I am leaning towards Steve's hypothesis, but not necessarily for hard water
aquariums. Whenever folks are adding chemicals to the water (including
epsom salts - hydrated Magnesium sulfate), there is definitely the
possibility of overdosing. Once the plant consumes the mineral, it can take
time to eliminate the effects. I believe several of us old timers
experienced problems with indescriminant dosing of epsom salts (during our
formative years) thinking that our plants need some <g>
and we inadvertently provided too much! 
On the other hand, a quick search on the internet yielded several sites
which talk about K/Mg effects: 
eg. (1)"Excess potassium can aggravate the uptake of magnesium, manganese,
zinc and iron." http://www.hydroponics.net/learn/Deficiency_by_element.asp
e.g (2)  Sulfate salts [presumably MgSO4]affect sensitive crops by limiting
the uptake of calcium and increasing the adsorption of sodium and
potassium, resulting in a disturbance in the cationic balance within the
plant. .... High concentrations of potassium may introduce a magnesium
deficiency and iron chlorosis.

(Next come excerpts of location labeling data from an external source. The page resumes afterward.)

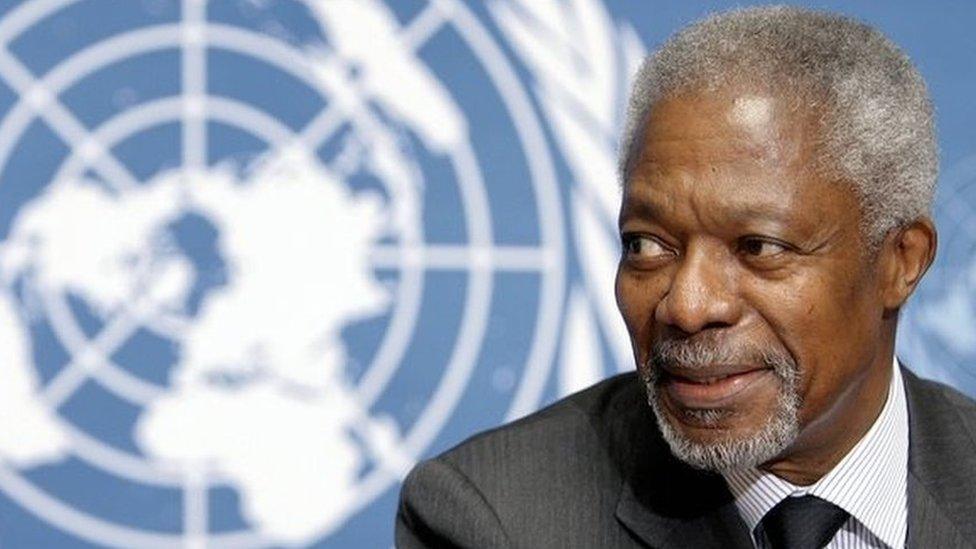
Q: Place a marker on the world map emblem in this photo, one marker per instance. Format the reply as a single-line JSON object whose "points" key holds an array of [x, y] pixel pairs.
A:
{"points": [[257, 258]]}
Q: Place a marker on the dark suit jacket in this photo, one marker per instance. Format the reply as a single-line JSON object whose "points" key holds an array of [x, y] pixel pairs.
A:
{"points": [[593, 471]]}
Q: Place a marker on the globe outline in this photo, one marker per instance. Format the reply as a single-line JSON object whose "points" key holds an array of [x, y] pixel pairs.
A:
{"points": [[549, 264]]}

An imbalance of magnesium and potassium may
be toxic, but the effects of both can be reduced by high calcium levels.

It is probably hard to induce Mg toxicity in hard water.
Natural water systems provide Ca:Mg in ratios ranging from 3:1 to >10:1.
The latter are generally soft and the higher ratios in harder water. 

Some of us, like me have very soft water. I avoid problems with Mg imblance
by either providing Ca and Mg thru water changes and/or with pulverized
dolimitic lime (Ag grade, ~$2/50 lb bag). The lime provides Ca:Mg in a nice
3:1 ratio. It dissolves nicely in a few hours as long as there is CO2.

Another point: please stop GENERALIZING about "effects on plants." Plants
are not all the same. At least this thread has tried to differentiate
between soft and hard water aquariums...and talked about effects on Ammania
and a few other specific plants. This is something rare to the history of
the APD. 

Neil Frank
Although I like to think of myself as a generalist, I hate to generalize.